Skip site navigation (1)Skip section navigation (2)
Date:      Wed, 22 Aug 2012 09:31:07 +0300
From:      Mitya <mitya@cabletv.dp.ua>
To:        Bruce Evans <bde@FreeBSD.org>, freebsd-net@freebsd.org,  freebsd-hackers@freebsd.org
Subject:   Re: Replace bcopy() to update ether_addr
Message-ID:  <50347CAB.30309@cabletv.dp.ua>
In-Reply-To: <201208220207.q7M27r3A020138@ref10-i386.freebsd.org>
References:  <201208220207.q7M27r3A020138@ref10-i386.freebsd.org>

next in thread | previous in thread | raw e-mail | index | archive | help
22.08.2012 05:07, Bruce Evans написал:
>> On Mon, Aug 20, 2012 at 05:46:12PM +0300, Mitya wrote:
>>> Hi.
>>> I found some overhead code in /src/sys/net/if_ethersubr.c and
>>> /src/sys/netgraph/ng_ether.c
>>>
>>> It contains strings, like bcopy(src, dst, ETHER_ADDR_LEN);
>>> When src and dst are "struct ether_addr*", and ETHER_ADDR_LEN equal 6.
> Only ng_ether.c contains such strings.  if_ethersubr.c doesn't exist.
> if_ether.c exists, but was converted to use memcpy() 17.25 years ago.
>
>>> This code call every time, when we send Ethernet packet.
>>> On example, on my machine in invoked nearly 20K per second.
>>>
>>> Why we are use bcopy(), to copy only 6 bytes?
>>> Answer - in some architectures we are can not directly copy unaligned data.
>>>
>>> I propose this solution.
>>>
>>> In file /usr/src/include/net/ethernet.h add this lines:
>>>
>>> static inline void ether_addr_copy(ether_addr* src, ether_addr* dst) {
>>> #if defined(__i386__) || defined(__amd64__)
>>>      *dst = *src;
>>> #else
>>>      bcopy(src, dst, ETHER_ADDR_LEN);
>>> #endif
>>> }
>>>
>>> On platform i386 gcc produce like this code:
>>>      leal    -30(%ebp), %eax
>>>      leal    6(%eax), %ecx
>>>      leal    -44(%ebp), %edx
>>>      movl    (%edx), %eax
>>>      movl    %eax, (%ecx)
>>>      movzwl  4(%edx), %eax
>>>      movw    %ax, 4(%ecx)
>>> And clang produce this:
>>>      movl    -48(%ebp), %ecx
>>>      movl    %ecx, -26(%ebp)
>>>      movw    -44(%ebp), %si
>>>      movw    %si, -22(%ebp)
>>>
>>> All this variants are much faster, than bcopy()
> You mean "as much as 5 nanoseconds faster".  Possibly even 10 nanoseconds
> faster.
>
>> A bit orthogonal to this but also related to the performance
>> impact of these bcopy() calls, for !__NO_STRICT_ALIGNMENT
>> architectures these places probably should use memcpy()
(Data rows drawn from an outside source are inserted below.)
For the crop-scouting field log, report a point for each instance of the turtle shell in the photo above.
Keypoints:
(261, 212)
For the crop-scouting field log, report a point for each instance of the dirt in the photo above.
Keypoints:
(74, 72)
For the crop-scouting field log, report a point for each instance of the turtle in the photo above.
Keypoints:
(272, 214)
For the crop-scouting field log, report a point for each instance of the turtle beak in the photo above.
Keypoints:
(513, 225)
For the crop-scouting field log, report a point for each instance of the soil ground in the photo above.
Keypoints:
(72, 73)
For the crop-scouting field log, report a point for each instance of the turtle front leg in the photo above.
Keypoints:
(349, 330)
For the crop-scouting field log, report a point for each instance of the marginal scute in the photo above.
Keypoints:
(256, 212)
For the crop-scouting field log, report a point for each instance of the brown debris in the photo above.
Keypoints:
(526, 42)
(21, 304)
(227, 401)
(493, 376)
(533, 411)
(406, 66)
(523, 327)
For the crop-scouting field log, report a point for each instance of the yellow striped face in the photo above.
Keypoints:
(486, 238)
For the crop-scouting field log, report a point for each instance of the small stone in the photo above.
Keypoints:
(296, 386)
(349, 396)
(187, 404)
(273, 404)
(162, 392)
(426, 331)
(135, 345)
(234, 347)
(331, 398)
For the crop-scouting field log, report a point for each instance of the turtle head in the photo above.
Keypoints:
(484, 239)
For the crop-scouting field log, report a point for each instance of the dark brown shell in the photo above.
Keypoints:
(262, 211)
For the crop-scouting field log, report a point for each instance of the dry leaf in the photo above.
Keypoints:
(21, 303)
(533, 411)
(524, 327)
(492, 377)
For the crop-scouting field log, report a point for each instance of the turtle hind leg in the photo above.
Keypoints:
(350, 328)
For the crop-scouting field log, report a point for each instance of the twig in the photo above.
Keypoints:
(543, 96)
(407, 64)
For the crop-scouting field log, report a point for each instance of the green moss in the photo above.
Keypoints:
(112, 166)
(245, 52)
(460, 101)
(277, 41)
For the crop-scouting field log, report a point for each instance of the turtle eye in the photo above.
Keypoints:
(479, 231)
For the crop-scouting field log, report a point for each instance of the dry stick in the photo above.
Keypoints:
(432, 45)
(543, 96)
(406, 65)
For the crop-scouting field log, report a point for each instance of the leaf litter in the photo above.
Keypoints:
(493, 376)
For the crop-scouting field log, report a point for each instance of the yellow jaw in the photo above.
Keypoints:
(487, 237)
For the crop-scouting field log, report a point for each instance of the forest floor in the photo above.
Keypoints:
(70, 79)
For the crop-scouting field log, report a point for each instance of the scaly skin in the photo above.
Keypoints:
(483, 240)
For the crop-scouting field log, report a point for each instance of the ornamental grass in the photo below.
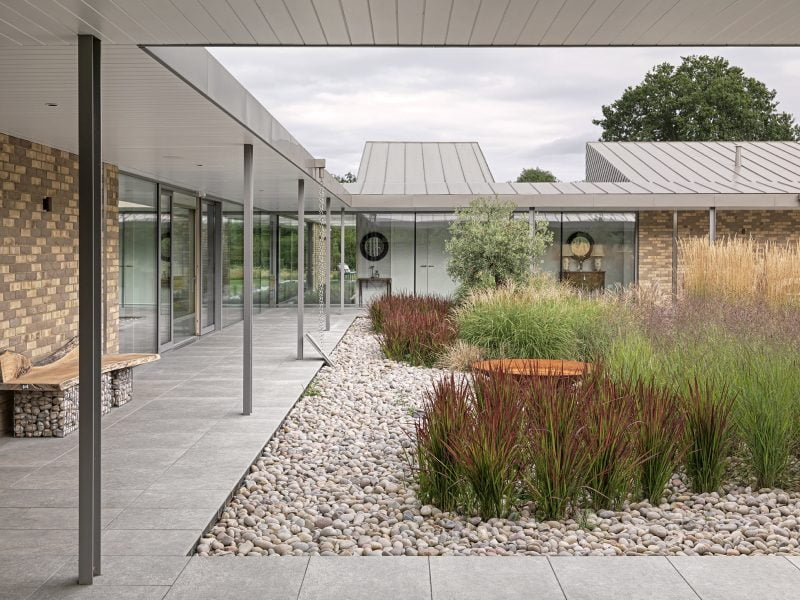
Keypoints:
(741, 269)
(413, 329)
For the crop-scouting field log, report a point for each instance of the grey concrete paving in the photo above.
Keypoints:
(172, 457)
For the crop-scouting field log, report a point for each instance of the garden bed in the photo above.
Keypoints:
(337, 478)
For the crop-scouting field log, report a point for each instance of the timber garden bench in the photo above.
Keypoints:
(46, 394)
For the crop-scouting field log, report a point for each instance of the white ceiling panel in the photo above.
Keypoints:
(462, 22)
(409, 22)
(332, 19)
(156, 125)
(404, 22)
(383, 14)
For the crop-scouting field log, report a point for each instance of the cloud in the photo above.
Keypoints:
(525, 106)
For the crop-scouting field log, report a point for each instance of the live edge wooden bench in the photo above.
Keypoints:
(46, 394)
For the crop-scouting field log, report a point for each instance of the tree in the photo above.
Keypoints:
(703, 99)
(346, 178)
(489, 247)
(534, 175)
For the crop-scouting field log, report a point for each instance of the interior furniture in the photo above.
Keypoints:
(385, 281)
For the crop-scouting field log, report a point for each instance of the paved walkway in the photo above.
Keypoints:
(172, 457)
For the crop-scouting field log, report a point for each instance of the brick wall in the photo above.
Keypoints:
(39, 250)
(655, 234)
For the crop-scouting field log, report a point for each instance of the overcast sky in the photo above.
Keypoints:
(525, 106)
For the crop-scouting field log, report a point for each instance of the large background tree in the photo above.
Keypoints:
(534, 175)
(703, 99)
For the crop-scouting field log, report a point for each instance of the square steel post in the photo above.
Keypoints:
(90, 305)
(341, 260)
(712, 225)
(247, 350)
(674, 255)
(327, 264)
(301, 263)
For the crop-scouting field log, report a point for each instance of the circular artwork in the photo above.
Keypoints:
(374, 246)
(581, 244)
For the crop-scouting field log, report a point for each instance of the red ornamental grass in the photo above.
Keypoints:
(709, 426)
(415, 336)
(444, 410)
(608, 438)
(489, 446)
(556, 442)
(659, 436)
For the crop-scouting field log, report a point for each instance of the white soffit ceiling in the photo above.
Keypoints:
(404, 22)
(154, 124)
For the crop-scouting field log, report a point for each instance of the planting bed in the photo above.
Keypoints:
(336, 479)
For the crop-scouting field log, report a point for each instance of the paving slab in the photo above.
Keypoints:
(740, 577)
(240, 577)
(619, 578)
(366, 578)
(496, 577)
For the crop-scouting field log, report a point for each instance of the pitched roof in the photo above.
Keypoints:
(422, 168)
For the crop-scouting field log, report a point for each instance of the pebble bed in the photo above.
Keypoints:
(336, 480)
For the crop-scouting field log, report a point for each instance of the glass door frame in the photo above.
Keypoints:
(215, 207)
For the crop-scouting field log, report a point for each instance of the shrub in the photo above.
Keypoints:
(489, 444)
(535, 322)
(460, 356)
(709, 427)
(557, 457)
(612, 455)
(766, 413)
(489, 247)
(443, 413)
>> instead as bcopy() additionally has to check for overlap
>> while the former does not. Overlaps unlikely are an issue
>> in these cases and at least NetBSD apparently has done the
>> switch to memcpy() 5.5 years ago.
> This is essentially just a style bug.  FreeBSD switched to memcpy()
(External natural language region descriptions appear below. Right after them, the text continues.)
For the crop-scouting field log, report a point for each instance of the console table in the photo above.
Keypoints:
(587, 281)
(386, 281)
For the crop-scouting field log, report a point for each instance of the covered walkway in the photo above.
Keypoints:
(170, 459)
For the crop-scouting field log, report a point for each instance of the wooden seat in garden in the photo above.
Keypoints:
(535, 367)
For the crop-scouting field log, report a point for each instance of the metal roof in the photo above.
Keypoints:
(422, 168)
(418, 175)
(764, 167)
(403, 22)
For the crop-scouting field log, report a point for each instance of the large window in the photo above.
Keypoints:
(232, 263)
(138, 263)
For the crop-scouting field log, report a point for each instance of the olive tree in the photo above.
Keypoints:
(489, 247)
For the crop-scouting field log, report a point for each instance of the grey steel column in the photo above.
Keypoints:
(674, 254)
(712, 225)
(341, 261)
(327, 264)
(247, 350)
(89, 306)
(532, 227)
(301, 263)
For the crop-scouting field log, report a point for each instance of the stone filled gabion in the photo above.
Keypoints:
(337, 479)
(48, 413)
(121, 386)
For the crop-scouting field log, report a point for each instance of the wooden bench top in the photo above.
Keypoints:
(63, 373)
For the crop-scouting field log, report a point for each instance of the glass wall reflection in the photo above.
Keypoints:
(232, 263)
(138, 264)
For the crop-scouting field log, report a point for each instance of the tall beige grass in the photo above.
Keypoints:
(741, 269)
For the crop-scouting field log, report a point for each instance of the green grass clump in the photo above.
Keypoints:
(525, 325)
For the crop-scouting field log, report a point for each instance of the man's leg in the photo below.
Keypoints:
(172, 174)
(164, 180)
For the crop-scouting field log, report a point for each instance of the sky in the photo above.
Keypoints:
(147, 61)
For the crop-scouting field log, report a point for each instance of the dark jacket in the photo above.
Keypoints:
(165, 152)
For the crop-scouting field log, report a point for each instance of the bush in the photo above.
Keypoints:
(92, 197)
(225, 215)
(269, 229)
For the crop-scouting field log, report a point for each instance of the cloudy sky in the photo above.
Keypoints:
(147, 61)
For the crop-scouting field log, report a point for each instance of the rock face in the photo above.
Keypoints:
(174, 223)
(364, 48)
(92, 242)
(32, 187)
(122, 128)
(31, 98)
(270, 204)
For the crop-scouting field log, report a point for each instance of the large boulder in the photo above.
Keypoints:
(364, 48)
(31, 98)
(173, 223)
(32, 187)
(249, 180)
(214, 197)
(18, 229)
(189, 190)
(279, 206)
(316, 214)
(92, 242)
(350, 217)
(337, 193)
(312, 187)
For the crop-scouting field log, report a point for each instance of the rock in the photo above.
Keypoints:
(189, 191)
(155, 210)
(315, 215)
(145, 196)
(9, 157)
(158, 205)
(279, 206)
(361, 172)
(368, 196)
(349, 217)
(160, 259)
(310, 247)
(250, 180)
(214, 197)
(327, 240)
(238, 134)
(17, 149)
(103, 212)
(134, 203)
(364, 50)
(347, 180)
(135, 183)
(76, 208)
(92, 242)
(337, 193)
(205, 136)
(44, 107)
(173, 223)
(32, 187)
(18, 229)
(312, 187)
> 17.25 years ago for selected networking copying.  memcpy() is supposed
> to be used if and only if compilers can optimize it.  This means that
> the size must be fixed and small, and of course that the copies don't
> overlap.  Otherwise, compilers can't do any better than call an extern
> copying routine, which is memcpy() in practice.  memcpy() was
> interntionally left out in FreeBSD until it was added 17.25 years
> ago to satisfy the changes to use memcpy() in networking code (since
> with -O0, memcpy() won't be inlined and the extern memcpy() gets
> used).  Other uses are style bugs, but there are many now :-(.
>
> bcopy() is still the primary interface, and might be faster than
> memcpy(), especially for misaligned cases, but in practice it isn't,
> except in the kernel on Pentium1 in 1996-1998 where I only optimized
> (large) bcopy()s.  Since it has to support overlapping copies it is
> inherently slower.
>
> Although compilers can't do better for large copying than call an
> extern routine, some compilers bogusly inline it to something like
> "rep movsd" on i386, (or worse, to a very large number of loads and
> stores).  gcc used to have a very large threshold for inlining
> moderately-sized copies and/or for switching between "rep movsd" and
> load/store.  It now understands better than ut doesn't understand
> memory, and has more reasonable thresholds.   Or rather the thresholds
> are more MD.  gcc still makes a mess with some CFLAGS:
>
> % struct foo
> % {
> % 	short x;
> % 	struct bar {
> % 		short yy[31];
> % 	} y;
> % } s, t;
> %
> % foo()
> % {
> % 	s.y = t.y;
> % }
>
> With just -O, gcc-4.2.1 -O on i386 handles this very badly, by
> generating 15 misaligned 32-bit load/stores followed by 1 aligned
> 16-bit load/store.  With -march=<almost anything>, it generates 1
> 16-bit aligned load-store followed by an aligned "rep movsd" with a
> count of 15.  The latter is not too bad.  Similarly for yy[32].  But
> for yy[33] it switches to a call to memcpy() even with plain -O.
>
> However, improvements in memory systems and branch prediction since
> Pentium1 in 1996-98 mean that optimimizing copying mostly gets
> nowhere.  Copying is either from the cache[s], in which case it is
> fast (~1 nanosecond per 128 bits for L1), or it is not from the
> caches in which case it is slow (~50-200 nanseconds per cache miss).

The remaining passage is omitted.